There are certain "rules" that must be followed, however, before we blindly rush off placing heel lifts under every short leg. To do so, is to invite therapeutic disaster. The rules are fairly simple, however, and follow the dictates of common sense. Some of them are as follows:

1. The entire sole should not have to be raised, and to raise it inside with the use of pads will compromise the toes and arch. Anything to 1/2" (12mm) is tolerated in the heel which is where the height adjustment for the body takes place.

2. Do not tell the patient to have the shoes raised by the shoemaker. The height is never accurate. It's expensive, it wears more and the patient compliance is low.

3. Do not give the patient one heel lift. Start with six or one for every shoe. Do not allow changing from shoe to shoe, after all this is a permanent adjustment to the length of the leg, over the age of 21, the leg will not grow longer.

4. If a low hip is offset by an opposite tilt to the sacral base (an early life compensation), take this into consideration when assessing the height of the lift.
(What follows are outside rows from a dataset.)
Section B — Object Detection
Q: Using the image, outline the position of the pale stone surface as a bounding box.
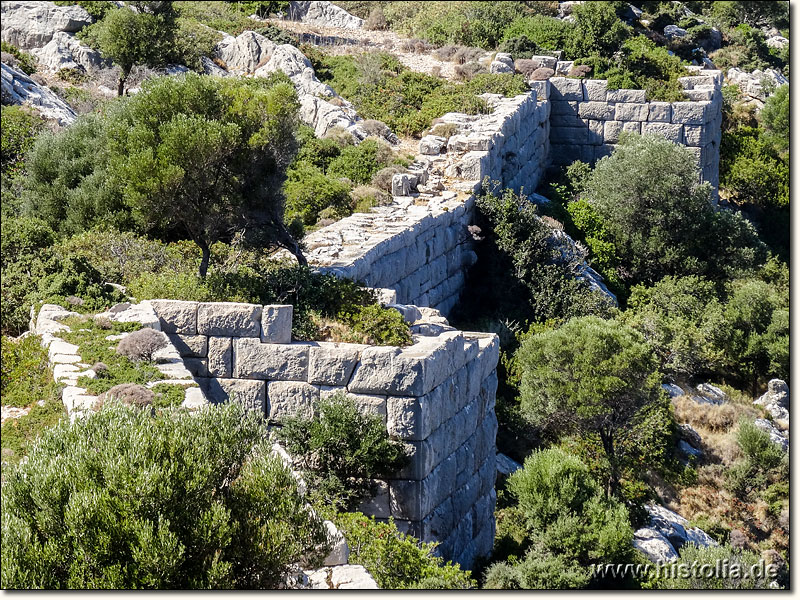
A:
[150,300,199,335]
[261,304,294,344]
[197,302,262,337]
[308,342,369,386]
[233,338,311,381]
[267,381,319,421]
Prescribing more height than needed for a short time to accomplish specific corrections or to force correction can be a viable therapy.
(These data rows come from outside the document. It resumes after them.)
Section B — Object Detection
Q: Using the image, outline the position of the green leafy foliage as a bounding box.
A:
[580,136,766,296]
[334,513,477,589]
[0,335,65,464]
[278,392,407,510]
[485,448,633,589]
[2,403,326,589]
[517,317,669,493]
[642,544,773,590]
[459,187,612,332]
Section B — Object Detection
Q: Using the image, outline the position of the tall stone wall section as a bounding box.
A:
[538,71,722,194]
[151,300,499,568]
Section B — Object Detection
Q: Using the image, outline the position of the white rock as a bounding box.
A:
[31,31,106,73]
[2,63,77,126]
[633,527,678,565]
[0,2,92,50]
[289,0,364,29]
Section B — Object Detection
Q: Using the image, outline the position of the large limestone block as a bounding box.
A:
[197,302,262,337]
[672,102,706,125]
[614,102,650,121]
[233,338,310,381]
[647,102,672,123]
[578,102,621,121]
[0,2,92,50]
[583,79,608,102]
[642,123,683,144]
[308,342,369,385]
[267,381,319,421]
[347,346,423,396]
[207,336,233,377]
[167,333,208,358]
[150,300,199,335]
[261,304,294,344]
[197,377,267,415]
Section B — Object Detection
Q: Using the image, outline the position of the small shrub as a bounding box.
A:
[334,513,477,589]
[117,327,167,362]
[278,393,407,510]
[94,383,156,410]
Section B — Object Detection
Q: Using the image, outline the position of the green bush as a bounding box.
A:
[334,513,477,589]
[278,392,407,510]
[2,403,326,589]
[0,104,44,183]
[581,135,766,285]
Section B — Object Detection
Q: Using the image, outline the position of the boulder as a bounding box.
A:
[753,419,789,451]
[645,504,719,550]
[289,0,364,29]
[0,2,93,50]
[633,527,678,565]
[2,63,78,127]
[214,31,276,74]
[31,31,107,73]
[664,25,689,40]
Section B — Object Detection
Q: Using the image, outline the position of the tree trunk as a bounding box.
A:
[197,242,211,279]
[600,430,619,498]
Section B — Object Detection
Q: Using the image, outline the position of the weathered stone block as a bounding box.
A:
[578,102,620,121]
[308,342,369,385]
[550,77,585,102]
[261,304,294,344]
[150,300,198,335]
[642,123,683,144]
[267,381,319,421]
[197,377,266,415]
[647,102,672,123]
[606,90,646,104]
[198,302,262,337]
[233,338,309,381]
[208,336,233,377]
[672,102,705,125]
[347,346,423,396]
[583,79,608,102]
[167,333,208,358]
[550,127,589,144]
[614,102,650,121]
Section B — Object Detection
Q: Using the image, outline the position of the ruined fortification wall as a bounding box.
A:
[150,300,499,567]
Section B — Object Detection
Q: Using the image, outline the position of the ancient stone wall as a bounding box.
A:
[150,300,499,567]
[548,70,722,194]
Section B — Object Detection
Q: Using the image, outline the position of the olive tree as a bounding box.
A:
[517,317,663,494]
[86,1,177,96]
5. When assessing the leg length visually, as in a spinal screening, do not rely on palpation alone. Assess the: a) horizontal and vertical alignment; b) the amount of body mass to one side of the centerline; c) height of the hips; d) obvious scoliosis; e) head tilt; and f) weight balance.
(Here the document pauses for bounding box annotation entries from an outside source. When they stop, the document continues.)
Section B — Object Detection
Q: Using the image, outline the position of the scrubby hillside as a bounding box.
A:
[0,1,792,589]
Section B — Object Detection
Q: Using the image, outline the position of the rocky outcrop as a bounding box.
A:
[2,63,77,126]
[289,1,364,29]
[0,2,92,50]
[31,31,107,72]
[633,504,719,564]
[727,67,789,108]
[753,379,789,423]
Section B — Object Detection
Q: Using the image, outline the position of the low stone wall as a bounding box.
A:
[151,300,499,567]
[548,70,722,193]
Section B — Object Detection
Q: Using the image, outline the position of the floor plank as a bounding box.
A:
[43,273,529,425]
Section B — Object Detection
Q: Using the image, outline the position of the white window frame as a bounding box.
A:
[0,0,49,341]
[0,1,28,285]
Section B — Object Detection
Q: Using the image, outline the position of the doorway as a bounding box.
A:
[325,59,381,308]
A machine such as S.A.M. (Spinal Analysis Machine) will allow all of the above, as well as afford the ability to assess the effects of change instantly. The entire body should be viewed and assessed as a unit, to be confirmed with the x-ray examination.

6. In the approximate 10% that display a low hip and/or sacral base and a spinal curve to the opposite or high side, you must look for sacral base anomalies or atypical causes for this.

7. A general rule is that it matters little how short the leg is. The only reason for correcting it is to render the spine more anatomically correct, lessen degeneration, promote re-generation, and, most importantly, enhance the adjustment an enormous amount. All heel lifts are to be used with these objectives in mind.

I hope that readers will benefit from this look into another therapeutic effort that is chiropractic from the ground up and designed to enhance any technique used today. After all, if you can start with a straighter, more anatomically correct and comfortable spine, you are half way there.

(Dr. William Lange, a 1961 graduate of National College of Chiropractic, is a team teacher for the Parker Foundation and a frequent contributor to the Sigafoose seminars. His interest in a posture biomechanics has led to the development of S.A.M., a spinal analysis machine. Dr. Lange has practiced in South Dakota, Illinois, and, for the past 20 years, in Sydney, Australia.)

References

1. Giles, Taylor: "Leg Length Inequality," JACA (Aust.), December 1985.

2. Jerome, John: "Measurable Mysteries," Outside, August 1984.

3. Dulhunty: "Sacroiliac Subluxation," JACA (Aust.), September 1985.

4. Silverman: "A Calcaneal Orthosis in the Treatment of Postural or Functional Scoliosis in Children," ACA Journal, December 1987.

5. Dishman: "Pedal Mechanics Affecting 'Short Leg' Measurements," M.P.I.'s Dynamic Chiropractic, February 1988.

6. Slosberg: "Activator Methods, An Update and Review," Today's Chiropractic, July/August 1988.

7. Pennell: "Diagnosis & Treatment of Leg Length Inequality," 1989.